In Spagna, la maternità surrogata rimane un argomento controverso, sia moralmente che legalmente. L’attuale quadro giuridico è chiaro: i contratti di maternità surrogata sono nulli . Ciò è stabilito dall’articolo 10 della Legge sulle Tecniche di Riproduzione Umana Assistita, ed è stato ripetutamente confermato dalla Corte Suprema.
Per i tribunali civili, questi accordi violano la dignità della madre surrogata e mettono in discussione il superiore interesse del bambino . Pertanto, la Spagna non registra automaticamente i bambini nati tramite maternità surrogata all’estero, né riconosce le risoluzioni che convalidano tali contratti.
Tuttavia, la storia cambia quando entrano in gioco i diritti sociali dei bambini.
Perché al di là del dibattito etico che circonda la pratica, il sistema non può ignorare una realtà: ci sono bambini nati tramite maternità surrogata che hanno bisogno di protezione.
Entra in gioco la dottrina della Corte Suprema sulla previdenza sociale , che, senza legittimare la maternità surrogata, ha aperto una porta, piccola ma significativa, per proteggere i minori nati in queste circostanze.
Una decisione che ha cambiato l’attenzione
La svolta è avvenuta nel 2016, quando la Camera Sociale della Corte Suprema si è pronunciata su due casi epocali. In entrambi i casi, genitori spagnoli avevano fatto ricorso alla maternità surrogata all’estero e richiedevano l’indennità di maternità della Previdenza Sociale.
- STS del 25 ottobre 2016 (RCUD 3818/2015)
Il caso ha avuto origine in California. Un padre spagnolo è tornato con il figlio nato tramite maternità surrogata e ha richiesto l’indennità di maternità. Fino ad allora, la regola era stata applicata alla lettera: se non c’è nascita, non c’è maternità. La Corte Suprema ha deciso di rompere con questo schema. Ha riconosciuto il diritto del padre a godere dell’indennità, interpretando lo scopo della legge non di premiare la biologia, ma di proteggere il bambino . È stata una sentenza rivoluzionaria.
- STS del 16 novembre 2016 (RCUD 3146/2014) Appena tre settimane dopo, la Corte si è pronunciata nuovamente.
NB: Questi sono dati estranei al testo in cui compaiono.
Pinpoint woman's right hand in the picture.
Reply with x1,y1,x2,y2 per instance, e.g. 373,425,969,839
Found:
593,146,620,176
E questa volta con maggiore fermezza. Ha affermato che negare il beneficio avrebbe lasciato il minore in una situazione di abbandono , in violazione degli articoli 14 e 39.2 della Costituzione, che tutelano l’uguaglianza e la famiglia. Il messaggio era chiaro: i diritti del minore devono prevalere sul modo in cui è venuto al mondo.
I tribunali che hanno aperto la strada
Anche prima che la Corte Suprema si pronunciasse, alcuni tribunali di grado inferiore avevano già dimostrato sensibilità nei confronti di questo dilemma giuridico.
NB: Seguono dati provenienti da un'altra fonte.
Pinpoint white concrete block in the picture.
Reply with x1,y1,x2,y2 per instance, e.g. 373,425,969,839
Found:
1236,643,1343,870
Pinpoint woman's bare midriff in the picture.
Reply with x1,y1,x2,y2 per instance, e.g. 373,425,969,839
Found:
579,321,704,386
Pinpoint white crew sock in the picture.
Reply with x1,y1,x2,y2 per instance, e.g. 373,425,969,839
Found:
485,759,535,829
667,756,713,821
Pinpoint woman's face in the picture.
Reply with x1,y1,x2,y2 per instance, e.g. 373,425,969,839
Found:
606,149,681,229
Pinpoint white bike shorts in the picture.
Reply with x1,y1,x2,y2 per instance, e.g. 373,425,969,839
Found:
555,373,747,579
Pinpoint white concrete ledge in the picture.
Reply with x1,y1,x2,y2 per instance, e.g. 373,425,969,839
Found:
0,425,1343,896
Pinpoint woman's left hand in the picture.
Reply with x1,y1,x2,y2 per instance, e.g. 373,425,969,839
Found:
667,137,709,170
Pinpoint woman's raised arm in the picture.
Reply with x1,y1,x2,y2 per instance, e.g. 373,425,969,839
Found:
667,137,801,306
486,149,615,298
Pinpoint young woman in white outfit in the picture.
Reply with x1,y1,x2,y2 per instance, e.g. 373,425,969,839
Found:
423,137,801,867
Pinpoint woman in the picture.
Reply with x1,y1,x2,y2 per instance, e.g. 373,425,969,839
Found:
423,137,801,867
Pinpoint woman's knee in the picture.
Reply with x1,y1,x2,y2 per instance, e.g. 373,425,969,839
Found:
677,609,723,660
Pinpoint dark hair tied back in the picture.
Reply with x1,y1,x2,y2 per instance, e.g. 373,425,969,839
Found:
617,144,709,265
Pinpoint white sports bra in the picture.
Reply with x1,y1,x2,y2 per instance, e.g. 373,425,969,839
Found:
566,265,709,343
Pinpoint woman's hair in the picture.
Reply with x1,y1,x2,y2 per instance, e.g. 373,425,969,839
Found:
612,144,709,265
- Nel 2014 , l’Alta Corte di Giustizia di Madrid ha concesso l’indennità di maternità a un padre a seguito di una procedura di maternità surrogata in India.
- Nel 2015 , l’Alta Corte di Giustizia dei Paesi Baschi ha fatto lo stesso con gli assegni di paternità.
- E nel 2019 , l’XI Tribunale Sociale di Bilbao ha consolidato questa linea con una sentenza che ha rafforzato l’idea che lo scopo ultimo delle prestazioni è il benessere del minore.
Queste risoluzioni furono come le prime gocce prima della pioggia: segnarono un cambiamento di mentalità che la Corte Suprema alla fine trasformò in dottrina.
Un cambio di prospettiva: da madre a figlio
Le sentenze del 2016 non hanno sancito la maternità surrogata, ma piuttosto il tacito riconoscimento di qualcosa che il sistema non può ignorare: i bambini sono già qui e meritano protezione.
La Corte Suprema non ha modificato la legge; ha cambiato la prospettiva. Laddove prima era considerata una violazione dell’ordine pubblico, ora è considerata una questione di protezione sociale e diritti dei minori.